A new future for transportation

The Group of Twenty, which includes the 19 countries with the largest economies and the European Union, accounts for about two-thirds of the world’s population but more than four-fifths of global energy use – and more than 90% of vehicles (light- and heavy-duty) sold. So if these governments can adopt new policies around reducing transportation emissions, it could have a major impact on the trajectory of the globe’s climate, and quickly.

To address these issues, the report suggests three main strategies:

  • Start with easy entry points and learn from them. For example, focus on one geographical area of early adopters to scale up electric vehicle infrastructure. Or pick one commercial application, such as electric forklifts, and adapt technology from there.
  • Set concrete goals. They propose that all G20 governments should pledge to have at least 30% of all new vehicles sold be zero-emissions (such as all-electric) by 2030.
  • Find more efficient commercial transport strategies. Shipping is a sizable contributor of emissions; moving just international freight toward more rail and ships and away from planes and trucks could cut global emissions by 30%.

“These steps will enable near-term transition to lower emissions,” Bradley said.

The collective expertise of the team underlays their report’s success. “We have done lots of work on transportation technology and policy under contract to automakers, the U.S. Department of Energy, utilities, and others,” Bradley said. “So this policy brief is built on many years of research in this area.”

Making the global local

Much of the policy brief provides recommendations as to how national governments can adjust their goals and policies to create a greener transportation landscape.

This can be applied to the state and local level as well.

“Transport makes up a significant fraction of global greenhouse gases, and the same is true for Colorado,” Bradley said. About one third of all carbon emissions in the state are generated by transportation, according to the Colorado Department of Transportation.

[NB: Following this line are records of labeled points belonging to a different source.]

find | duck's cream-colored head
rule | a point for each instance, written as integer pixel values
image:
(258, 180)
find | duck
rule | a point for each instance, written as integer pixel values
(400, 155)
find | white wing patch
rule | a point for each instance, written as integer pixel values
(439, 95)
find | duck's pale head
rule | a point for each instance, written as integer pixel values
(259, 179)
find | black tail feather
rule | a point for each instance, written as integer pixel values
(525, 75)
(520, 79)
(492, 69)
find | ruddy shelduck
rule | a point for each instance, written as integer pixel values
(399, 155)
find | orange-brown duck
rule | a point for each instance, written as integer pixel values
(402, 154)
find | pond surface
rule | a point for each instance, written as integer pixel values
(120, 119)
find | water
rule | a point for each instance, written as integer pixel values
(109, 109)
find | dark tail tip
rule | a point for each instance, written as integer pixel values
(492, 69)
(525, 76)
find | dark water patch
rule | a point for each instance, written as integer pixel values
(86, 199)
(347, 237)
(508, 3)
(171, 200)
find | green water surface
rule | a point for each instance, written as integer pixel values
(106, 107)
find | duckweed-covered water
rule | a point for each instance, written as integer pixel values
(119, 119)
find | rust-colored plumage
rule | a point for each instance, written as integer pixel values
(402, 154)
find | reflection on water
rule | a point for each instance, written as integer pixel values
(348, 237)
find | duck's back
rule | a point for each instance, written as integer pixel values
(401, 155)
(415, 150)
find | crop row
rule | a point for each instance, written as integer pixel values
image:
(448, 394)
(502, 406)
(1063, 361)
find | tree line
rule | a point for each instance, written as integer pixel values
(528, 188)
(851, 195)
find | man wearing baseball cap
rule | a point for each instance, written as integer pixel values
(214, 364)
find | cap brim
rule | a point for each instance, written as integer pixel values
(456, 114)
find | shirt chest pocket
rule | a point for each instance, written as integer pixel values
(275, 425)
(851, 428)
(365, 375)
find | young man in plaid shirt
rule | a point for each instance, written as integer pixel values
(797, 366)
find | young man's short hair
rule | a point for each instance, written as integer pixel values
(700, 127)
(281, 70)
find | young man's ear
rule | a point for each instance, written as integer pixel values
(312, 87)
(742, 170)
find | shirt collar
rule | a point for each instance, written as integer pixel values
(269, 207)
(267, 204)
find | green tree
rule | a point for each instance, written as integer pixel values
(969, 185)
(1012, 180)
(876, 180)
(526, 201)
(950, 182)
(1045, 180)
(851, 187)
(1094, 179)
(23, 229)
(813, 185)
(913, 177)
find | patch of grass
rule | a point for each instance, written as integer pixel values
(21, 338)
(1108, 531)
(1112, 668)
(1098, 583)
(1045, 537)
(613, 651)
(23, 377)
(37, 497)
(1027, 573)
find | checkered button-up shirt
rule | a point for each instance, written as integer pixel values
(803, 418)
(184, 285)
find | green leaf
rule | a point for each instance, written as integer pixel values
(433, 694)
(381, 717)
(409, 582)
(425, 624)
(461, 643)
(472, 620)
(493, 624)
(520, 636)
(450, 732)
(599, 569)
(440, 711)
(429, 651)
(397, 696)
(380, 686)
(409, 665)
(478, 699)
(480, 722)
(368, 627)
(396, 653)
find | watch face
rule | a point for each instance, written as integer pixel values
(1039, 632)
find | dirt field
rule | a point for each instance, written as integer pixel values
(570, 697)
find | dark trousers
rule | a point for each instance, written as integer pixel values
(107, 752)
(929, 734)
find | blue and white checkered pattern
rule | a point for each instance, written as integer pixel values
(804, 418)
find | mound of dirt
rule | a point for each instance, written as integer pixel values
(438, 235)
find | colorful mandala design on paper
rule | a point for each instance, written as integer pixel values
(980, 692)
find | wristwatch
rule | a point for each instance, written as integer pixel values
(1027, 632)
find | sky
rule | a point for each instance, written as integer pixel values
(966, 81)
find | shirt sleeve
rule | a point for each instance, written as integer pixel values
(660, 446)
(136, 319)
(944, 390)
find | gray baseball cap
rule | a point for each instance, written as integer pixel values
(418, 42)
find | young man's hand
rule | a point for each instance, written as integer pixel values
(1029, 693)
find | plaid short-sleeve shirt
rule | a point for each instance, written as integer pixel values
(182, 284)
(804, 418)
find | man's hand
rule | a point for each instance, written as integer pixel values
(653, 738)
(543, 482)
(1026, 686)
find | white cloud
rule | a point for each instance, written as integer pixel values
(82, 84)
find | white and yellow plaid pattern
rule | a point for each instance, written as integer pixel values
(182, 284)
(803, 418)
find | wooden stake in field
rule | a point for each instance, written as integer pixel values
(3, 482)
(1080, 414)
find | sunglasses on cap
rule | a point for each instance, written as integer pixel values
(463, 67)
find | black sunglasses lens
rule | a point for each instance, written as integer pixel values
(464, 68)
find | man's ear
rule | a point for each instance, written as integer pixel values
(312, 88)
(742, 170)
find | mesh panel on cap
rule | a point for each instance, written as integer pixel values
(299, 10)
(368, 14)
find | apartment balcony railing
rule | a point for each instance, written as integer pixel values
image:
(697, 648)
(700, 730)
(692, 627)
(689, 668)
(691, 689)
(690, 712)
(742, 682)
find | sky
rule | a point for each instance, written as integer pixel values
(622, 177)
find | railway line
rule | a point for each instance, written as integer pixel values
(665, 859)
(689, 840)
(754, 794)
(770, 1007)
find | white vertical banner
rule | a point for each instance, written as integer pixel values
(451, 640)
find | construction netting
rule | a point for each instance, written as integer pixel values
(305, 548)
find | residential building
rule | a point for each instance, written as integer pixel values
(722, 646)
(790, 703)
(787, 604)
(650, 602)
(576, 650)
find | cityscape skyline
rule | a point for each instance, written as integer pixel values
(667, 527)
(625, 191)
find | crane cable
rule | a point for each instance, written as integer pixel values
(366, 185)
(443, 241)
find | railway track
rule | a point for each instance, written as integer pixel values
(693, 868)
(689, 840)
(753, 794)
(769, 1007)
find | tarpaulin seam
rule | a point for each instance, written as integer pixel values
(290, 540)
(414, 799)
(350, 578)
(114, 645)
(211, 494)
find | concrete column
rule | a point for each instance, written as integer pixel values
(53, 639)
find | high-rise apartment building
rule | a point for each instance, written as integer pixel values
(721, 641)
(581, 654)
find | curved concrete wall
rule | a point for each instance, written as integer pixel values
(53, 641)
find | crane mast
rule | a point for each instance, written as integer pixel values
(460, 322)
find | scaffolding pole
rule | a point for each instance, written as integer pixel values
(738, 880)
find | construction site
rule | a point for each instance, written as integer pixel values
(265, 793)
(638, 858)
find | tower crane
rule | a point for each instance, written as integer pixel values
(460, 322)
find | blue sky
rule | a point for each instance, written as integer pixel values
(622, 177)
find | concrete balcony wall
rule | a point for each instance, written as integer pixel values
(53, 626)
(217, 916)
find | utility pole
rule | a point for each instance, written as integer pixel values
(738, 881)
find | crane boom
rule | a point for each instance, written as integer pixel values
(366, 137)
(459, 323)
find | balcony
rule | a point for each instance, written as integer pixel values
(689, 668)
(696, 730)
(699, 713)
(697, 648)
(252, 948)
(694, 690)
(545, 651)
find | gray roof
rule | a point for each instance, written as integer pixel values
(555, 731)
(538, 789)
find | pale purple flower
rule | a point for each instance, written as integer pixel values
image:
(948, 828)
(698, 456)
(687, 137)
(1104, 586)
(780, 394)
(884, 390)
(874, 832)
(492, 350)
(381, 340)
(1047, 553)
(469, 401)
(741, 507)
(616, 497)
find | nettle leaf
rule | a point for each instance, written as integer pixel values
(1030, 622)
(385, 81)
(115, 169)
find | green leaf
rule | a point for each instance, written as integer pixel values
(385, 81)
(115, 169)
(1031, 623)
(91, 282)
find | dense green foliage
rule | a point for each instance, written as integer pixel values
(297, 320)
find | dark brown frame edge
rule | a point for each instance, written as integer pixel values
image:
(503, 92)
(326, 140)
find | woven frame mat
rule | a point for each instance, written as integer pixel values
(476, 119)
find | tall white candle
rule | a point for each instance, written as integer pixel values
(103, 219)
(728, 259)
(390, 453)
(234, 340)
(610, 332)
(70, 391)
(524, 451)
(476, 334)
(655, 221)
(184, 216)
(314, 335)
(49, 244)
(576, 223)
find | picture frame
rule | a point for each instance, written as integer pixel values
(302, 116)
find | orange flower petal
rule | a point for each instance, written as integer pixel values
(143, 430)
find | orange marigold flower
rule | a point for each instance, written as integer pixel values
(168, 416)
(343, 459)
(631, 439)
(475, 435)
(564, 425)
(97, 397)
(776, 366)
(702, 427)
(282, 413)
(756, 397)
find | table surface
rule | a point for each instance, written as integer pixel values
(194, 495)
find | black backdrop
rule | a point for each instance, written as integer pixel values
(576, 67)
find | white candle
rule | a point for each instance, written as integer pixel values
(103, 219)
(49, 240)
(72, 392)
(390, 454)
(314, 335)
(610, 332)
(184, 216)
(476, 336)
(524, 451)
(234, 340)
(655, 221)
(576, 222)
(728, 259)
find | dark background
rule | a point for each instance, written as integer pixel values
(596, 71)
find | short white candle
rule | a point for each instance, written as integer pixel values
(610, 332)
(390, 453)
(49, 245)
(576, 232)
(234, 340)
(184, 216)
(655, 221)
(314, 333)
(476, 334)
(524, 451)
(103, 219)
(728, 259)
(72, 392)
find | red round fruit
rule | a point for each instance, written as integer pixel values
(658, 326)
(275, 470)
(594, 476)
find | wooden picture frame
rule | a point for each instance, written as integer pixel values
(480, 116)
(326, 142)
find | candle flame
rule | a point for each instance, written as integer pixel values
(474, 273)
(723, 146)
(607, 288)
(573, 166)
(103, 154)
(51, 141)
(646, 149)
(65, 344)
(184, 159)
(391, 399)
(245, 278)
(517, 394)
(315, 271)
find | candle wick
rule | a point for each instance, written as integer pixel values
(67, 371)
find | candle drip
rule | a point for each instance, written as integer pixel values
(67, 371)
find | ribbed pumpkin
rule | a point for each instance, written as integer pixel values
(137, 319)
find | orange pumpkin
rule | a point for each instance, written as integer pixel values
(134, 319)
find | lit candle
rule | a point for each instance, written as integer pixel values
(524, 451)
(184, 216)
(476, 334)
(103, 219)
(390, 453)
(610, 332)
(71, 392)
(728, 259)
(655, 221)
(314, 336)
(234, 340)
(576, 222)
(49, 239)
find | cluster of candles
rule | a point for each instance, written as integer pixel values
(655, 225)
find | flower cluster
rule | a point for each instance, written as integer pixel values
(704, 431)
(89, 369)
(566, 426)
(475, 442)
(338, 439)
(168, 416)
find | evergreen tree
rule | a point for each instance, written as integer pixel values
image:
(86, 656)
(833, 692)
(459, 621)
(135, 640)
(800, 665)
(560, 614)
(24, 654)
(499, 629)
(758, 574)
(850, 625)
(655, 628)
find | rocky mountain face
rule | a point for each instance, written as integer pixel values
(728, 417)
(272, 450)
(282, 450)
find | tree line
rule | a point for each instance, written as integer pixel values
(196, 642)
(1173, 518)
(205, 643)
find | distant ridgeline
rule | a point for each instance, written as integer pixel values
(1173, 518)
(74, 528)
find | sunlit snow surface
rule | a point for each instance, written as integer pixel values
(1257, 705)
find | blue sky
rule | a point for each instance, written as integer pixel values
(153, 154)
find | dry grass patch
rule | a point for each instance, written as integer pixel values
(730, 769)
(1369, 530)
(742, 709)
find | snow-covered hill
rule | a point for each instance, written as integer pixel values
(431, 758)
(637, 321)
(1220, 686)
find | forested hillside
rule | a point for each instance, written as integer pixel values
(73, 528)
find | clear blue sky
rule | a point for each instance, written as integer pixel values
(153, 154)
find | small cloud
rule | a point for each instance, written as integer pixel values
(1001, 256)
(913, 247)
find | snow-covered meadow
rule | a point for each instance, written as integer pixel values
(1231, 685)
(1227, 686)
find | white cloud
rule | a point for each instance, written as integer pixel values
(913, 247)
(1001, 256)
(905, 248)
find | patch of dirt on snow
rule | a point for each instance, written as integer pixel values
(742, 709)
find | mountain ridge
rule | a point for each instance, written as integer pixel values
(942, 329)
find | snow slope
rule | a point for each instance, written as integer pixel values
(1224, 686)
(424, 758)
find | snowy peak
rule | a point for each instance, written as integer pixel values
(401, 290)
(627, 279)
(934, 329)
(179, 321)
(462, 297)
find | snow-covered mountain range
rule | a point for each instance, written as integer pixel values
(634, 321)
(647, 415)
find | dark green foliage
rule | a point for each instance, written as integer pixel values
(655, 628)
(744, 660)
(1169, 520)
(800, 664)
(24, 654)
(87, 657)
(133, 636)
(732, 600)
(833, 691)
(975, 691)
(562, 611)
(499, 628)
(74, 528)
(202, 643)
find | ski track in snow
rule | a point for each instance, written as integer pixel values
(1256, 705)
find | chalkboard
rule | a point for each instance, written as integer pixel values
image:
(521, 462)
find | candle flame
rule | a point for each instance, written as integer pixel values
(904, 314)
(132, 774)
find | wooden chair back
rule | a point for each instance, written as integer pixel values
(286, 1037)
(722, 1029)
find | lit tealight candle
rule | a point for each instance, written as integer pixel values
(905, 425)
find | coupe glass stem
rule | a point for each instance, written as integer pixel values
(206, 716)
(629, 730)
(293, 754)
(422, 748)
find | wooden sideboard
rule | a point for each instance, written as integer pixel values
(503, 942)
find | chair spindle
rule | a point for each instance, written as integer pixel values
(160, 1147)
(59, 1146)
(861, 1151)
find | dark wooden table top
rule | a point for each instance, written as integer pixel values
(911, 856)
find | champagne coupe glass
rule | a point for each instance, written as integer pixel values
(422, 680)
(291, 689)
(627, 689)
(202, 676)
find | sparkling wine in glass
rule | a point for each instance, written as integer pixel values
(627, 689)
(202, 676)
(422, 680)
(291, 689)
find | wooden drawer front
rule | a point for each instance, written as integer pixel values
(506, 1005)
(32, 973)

The state has put plans in place to change this, and in many cases, Colorado’s goals exceed those in the T20 recommendations. For example, the state aims to have 940,000 of the approximately 1.8 million light vehicles on the road to be electric by 2030, and to reduce greenhouse gases by 50% of 2005 levels by the same year.

Individuals can also take action.

“As we move to reduce greenhouse gas emissions to meet our goals of reducing changes to the global climate, Coloradoans can conserve energy and adopt new technologies – including in transportation,” Bradley said. This could mean opting for other modes of transport than petroleum-burning cars, reducing trips, and most importantly making your voice heard to local and state leadership.

Bradley and his coauthors will continue advocating that governments take the lead on major policy shifts. “One hopes that these ideas can be adopted by the G20,” he said.

And there is no time like the present. As the team noted in their report: “The recovery from the COVID-19 pandemic is the perfect time to align economic redevelopment and climate change to create a cleaner and better planet in a shorter time frame than was previously imagined.”